Stoppard was essentially a bourgeois artist, proudly owning the implications of the label, progressive literary cliches be damned. His discomfort with smuggling social commentary as literary creativity was an intrinsic, rather than incidental, feature of his outlook. Stoppard’s signature love of verbal play and “brittle” dialogue — his effort to make already erudite characters speak a notch or two more quickly and intelligently than anyone would in real life — was a natural development of his dislike of “the political”. At the same time, his rejection of naturalism was controlled enough to prevent his work degenerating into what he referred to, with apparently equal disdain, as “that child’s garden of easy victories known as the avant-garde”.
In a remarkable New Yorker profile of Stoppard, written by Kenneth Tynan in 1977, the playwright’s self-image as defiantly antithetical to political art seems to continually prickle his interviewer. It is “deeply embarrassing”, Stoppard insists, when a piece of work fallaciously assumes that it must be important simply because it gestures at some urgent social or political issue. “I used to feel out on a limb,” he adds of the heyday of kitchen-sink realism, “because when I started to write you were a shit if you weren’t writing about Vietnam or housing. Now I have no compunction about that.” “[My plays] must be entirely untouched by any suspicion of usefulness,” he adds with Wildean flair. “I should have the courage of my lack of convictions.”

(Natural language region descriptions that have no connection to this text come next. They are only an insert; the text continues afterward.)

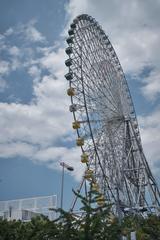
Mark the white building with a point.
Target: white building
(27, 208)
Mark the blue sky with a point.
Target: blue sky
(35, 122)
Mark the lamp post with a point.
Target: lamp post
(69, 168)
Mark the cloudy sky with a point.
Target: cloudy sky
(35, 123)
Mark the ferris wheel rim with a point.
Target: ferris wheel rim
(118, 66)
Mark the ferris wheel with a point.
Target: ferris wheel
(105, 121)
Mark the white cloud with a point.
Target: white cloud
(151, 90)
(133, 28)
(38, 129)
(3, 85)
(150, 129)
(4, 67)
(32, 34)
(14, 51)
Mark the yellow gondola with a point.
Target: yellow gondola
(80, 141)
(95, 187)
(100, 200)
(71, 92)
(84, 158)
(76, 125)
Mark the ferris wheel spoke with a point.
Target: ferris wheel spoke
(92, 67)
(101, 103)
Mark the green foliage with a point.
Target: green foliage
(95, 223)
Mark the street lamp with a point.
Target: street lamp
(69, 168)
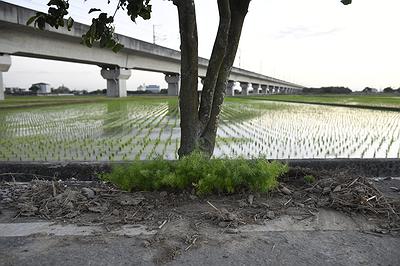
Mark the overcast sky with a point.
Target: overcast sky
(309, 42)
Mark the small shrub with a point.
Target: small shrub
(309, 179)
(195, 171)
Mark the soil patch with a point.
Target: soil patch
(87, 203)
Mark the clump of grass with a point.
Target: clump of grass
(309, 179)
(199, 173)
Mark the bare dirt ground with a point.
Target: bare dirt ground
(298, 223)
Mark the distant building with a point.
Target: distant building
(14, 90)
(44, 88)
(370, 90)
(141, 88)
(153, 88)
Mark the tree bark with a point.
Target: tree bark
(199, 123)
(215, 63)
(239, 9)
(188, 96)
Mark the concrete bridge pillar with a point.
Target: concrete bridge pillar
(245, 88)
(5, 63)
(264, 89)
(230, 91)
(270, 89)
(256, 88)
(173, 84)
(116, 81)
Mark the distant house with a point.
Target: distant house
(153, 88)
(44, 88)
(14, 90)
(370, 90)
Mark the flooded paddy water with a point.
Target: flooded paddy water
(137, 128)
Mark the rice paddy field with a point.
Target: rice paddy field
(148, 127)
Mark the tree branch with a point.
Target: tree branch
(215, 63)
(239, 10)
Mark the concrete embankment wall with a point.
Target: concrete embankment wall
(87, 171)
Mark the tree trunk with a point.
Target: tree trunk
(199, 125)
(188, 96)
(238, 13)
(215, 63)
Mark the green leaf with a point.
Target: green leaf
(93, 10)
(30, 20)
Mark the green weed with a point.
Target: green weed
(199, 173)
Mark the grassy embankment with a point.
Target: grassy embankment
(195, 172)
(384, 102)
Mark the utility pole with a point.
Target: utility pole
(154, 34)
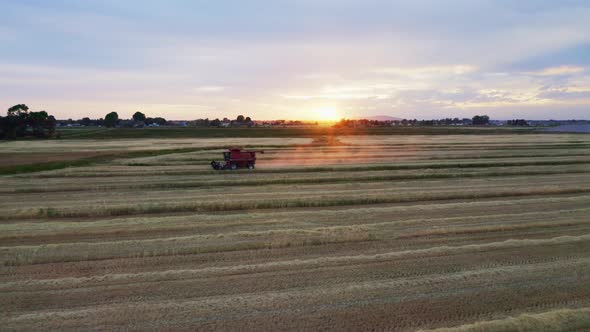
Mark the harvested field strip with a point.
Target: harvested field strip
(179, 246)
(274, 267)
(395, 233)
(439, 165)
(284, 300)
(323, 201)
(28, 201)
(394, 229)
(302, 180)
(285, 171)
(123, 171)
(555, 320)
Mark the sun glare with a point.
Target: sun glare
(326, 114)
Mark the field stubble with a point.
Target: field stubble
(386, 233)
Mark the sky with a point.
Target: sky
(297, 59)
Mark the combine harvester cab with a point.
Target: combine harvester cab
(236, 158)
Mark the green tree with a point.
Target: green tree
(110, 120)
(138, 116)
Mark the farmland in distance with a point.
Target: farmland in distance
(399, 233)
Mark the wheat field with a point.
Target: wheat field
(396, 233)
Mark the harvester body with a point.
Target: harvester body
(235, 158)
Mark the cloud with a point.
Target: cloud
(561, 70)
(268, 58)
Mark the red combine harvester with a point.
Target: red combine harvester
(236, 158)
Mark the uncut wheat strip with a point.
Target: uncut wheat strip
(62, 252)
(313, 298)
(550, 273)
(142, 144)
(36, 199)
(460, 139)
(309, 179)
(401, 169)
(124, 171)
(310, 201)
(355, 213)
(30, 204)
(401, 228)
(554, 320)
(182, 202)
(297, 264)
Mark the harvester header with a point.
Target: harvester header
(235, 158)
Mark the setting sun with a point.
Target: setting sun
(326, 114)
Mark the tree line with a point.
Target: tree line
(20, 122)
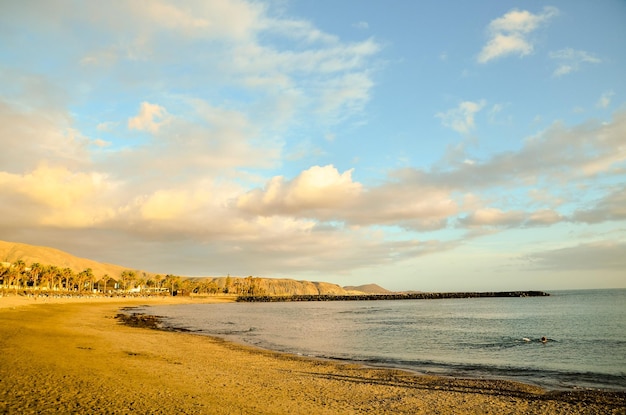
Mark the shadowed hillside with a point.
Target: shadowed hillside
(13, 251)
(29, 254)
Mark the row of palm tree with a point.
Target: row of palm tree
(40, 277)
(37, 276)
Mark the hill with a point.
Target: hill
(13, 251)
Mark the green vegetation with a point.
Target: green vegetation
(50, 279)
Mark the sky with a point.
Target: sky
(418, 145)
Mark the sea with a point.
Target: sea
(498, 338)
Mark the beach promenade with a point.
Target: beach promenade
(74, 356)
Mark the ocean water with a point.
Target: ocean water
(477, 338)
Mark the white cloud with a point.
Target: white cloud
(570, 60)
(56, 196)
(508, 35)
(318, 188)
(600, 255)
(605, 99)
(361, 25)
(461, 119)
(150, 118)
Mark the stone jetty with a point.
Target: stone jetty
(394, 296)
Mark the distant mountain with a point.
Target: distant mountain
(13, 251)
(368, 289)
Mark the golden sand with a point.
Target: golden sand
(75, 357)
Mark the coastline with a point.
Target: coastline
(74, 356)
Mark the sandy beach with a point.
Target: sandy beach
(74, 356)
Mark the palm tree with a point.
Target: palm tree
(172, 282)
(128, 277)
(104, 280)
(68, 275)
(36, 272)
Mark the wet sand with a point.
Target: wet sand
(74, 356)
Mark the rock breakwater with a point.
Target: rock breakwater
(394, 296)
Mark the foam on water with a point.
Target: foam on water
(479, 337)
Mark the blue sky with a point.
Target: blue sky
(419, 145)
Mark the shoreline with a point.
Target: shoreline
(76, 357)
(149, 321)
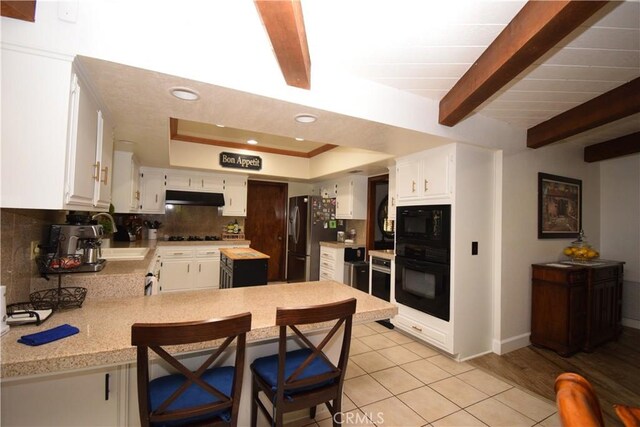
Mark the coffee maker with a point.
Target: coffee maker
(77, 239)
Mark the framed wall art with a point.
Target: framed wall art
(559, 206)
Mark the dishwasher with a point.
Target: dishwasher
(381, 283)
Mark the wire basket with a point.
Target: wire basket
(50, 263)
(58, 298)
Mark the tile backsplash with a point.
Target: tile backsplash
(19, 227)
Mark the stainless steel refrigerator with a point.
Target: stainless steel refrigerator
(312, 219)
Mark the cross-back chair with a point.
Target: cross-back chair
(303, 378)
(207, 396)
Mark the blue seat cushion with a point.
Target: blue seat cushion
(161, 388)
(267, 368)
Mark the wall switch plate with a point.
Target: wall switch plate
(35, 250)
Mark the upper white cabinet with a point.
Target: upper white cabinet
(152, 190)
(392, 201)
(55, 135)
(425, 176)
(190, 181)
(126, 182)
(235, 195)
(351, 197)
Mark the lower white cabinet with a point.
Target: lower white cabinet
(184, 269)
(332, 263)
(96, 397)
(188, 267)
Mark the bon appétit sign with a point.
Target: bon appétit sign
(240, 161)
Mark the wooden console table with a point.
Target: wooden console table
(576, 307)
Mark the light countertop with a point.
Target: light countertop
(243, 253)
(105, 324)
(342, 245)
(384, 253)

By contrast with Wilde, too often seduced by the allure of paradox to articulate his background ethic in a clear way, Stoppard could easily switch into admirable frankness: in the end, he announced, he stood for “Western liberal democracy, favoring an intellectual elite and a progressive middle class and based on a moral order derived from Christian absolutes”. Many literary elites have attempted, both in Stoppard’s day and sense, to tell themselves a more extravagant story; Stoppard may have had too much intelligence, and easy access to his own mind, to sustain that kind of self-deception. “It’s a sheer perversion of speech,” he insisted, “to describe the society I live in as one that inflicts violence on the underprivileged. What worries me is not the bourgeois exception but the totalitarian norm.”
Already pronounced in Stoppard’s day, the collective cultural obsession of filtering aesthetic appreciation through a narrow range of social and psychological preoccupations has become one of the basic tenets of progressive art. It is tempting to think that many of these assumptions are now so widespread as to be scarcely noticeable, all while silently guiding judgments of comparative prestige, worthy subject-matter and literary seriousness. Stoppard’s shimmering, abstract verbal play could be all too easy to dismiss as symptomatic of a limitation, somehow meretricious or shallowly cerebral: making his plays, as one reviewer put it, into wonderful “Fabergé Easter eggs”. Though never Nobel-prized, the degree to which Stoppard was generally prized by the public suggests they didn’t poo-poo that dazzling gift.